Menhan: F-16 Tambah, Skuadron RI Sangat Kuat

Tak hanya udara, pertahanan laut pun diperkuat. Senjata diperbarui.
Rabu, 15 Agustus 2012
Oleh : Elin Yunita Kristanti, Mohammad Adam
Jet tempur F-16 akan memperkuat pertahanan udara RI

VIVAnews -- Indonesia sedang meretas kembali ambisi menjadi negara kuat dan disegani dalam hal pertahanan. Menjadi "Macan Asia" yang tak bisa diremehkan negara lain.

Salah satu upaya mewujudkannya adalah dengan memperkuat alat utama sistem senjata (alutsista). Terkait itu, Menteri Pertahanan RI Purnomo Yusgiantoro, menyatakan pesawat tempur jenis F-16 akan bertambah menjadi 2 sampai 3 kali lipat dari yang sudah dimiliki TNI AU saat ini.

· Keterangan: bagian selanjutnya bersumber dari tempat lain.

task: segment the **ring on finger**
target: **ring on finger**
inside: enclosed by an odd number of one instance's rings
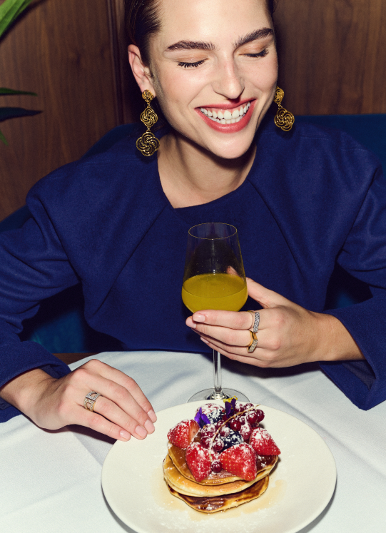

Menurut Purnomo, jika tambahan pesawat tempur tersebut jadi terlaksana, maka skuadron pertahanan udara Indonesia akan menjadi sangat kuat.

"F-16 akan ditambah, jumlahnya nanti dua kali lipat, bisa tiga kali lipat," ujar purnomo dalam jumpa pers di Aula Bhineka Tunggal Ika Kementerian Pertahanan RI, Jakarta, Rabu 15 Agustus 2012.

Hal tersebut, menurut Purnomo, karena ada sinyal positif dari negara Amerika Serikat untuk memberikan tambahan lagi F-16 untuk Indonesia. "Saya dapat laporan dari kunjungan-kunjungan yang ada bahwa mereka (AS) positif untuk menambahkan lagi kepada kita pesawat F-16. Kalau itu terjadi skuadron kita akan sangat kuat," kata Purnomo.

Purnomo menerangkan bahwa pemerintah juga melakukan perawatan pesawat F-16 yang sudah dimiliki. "Memang kita lakukan istilahnya falcon-up atau falcon-star untuk terus me-maintenance pesawat F-16 yang sudah ada," kata Purnomo.

Sementara dalam hal pertahanan wilayah perairan, Wakasal Marsetio menambahkan bahwa TNI AL sudah membuat kontrak pembelian kapal selam buatan Korea Selatan. "Rencananya kita akan membeli 3 kapal selam. Ini sudah kontrak dengan Korea Selatan untuk pembelian 3 kapal selam," kata Marsetio.

Skema kontrak tersebut, lanjut Marsetio, 2 kapal selam dibuat di Korea Selatan, 1 kapal selam dibuat PT PAL. "Skema ini tentu dengan transfer teknologi yang jelas sehingga pada masanya nanti kita tidak hanya membeli tapi juga bisa memproduksi," kata Marsetio.

Selain itu, TNI AL juga akan menambah 11 helikopter anti kapal selam untuk menjawab tantangan ke depan. "Dicanangkan pada tahun 2014 kami membeli 11 helikopter anti kapal selam," kata Marsetio.

Sebab, lanjut MArsetio, anti kapal selam yang dimiliki saat ini sudah tidak layak lagi digunakan. "Kita punya heli anti kapal selam tahun 60-an, pada tahun 70-an sudah pensiun semua atau sudah tak layak," kata Marsetio.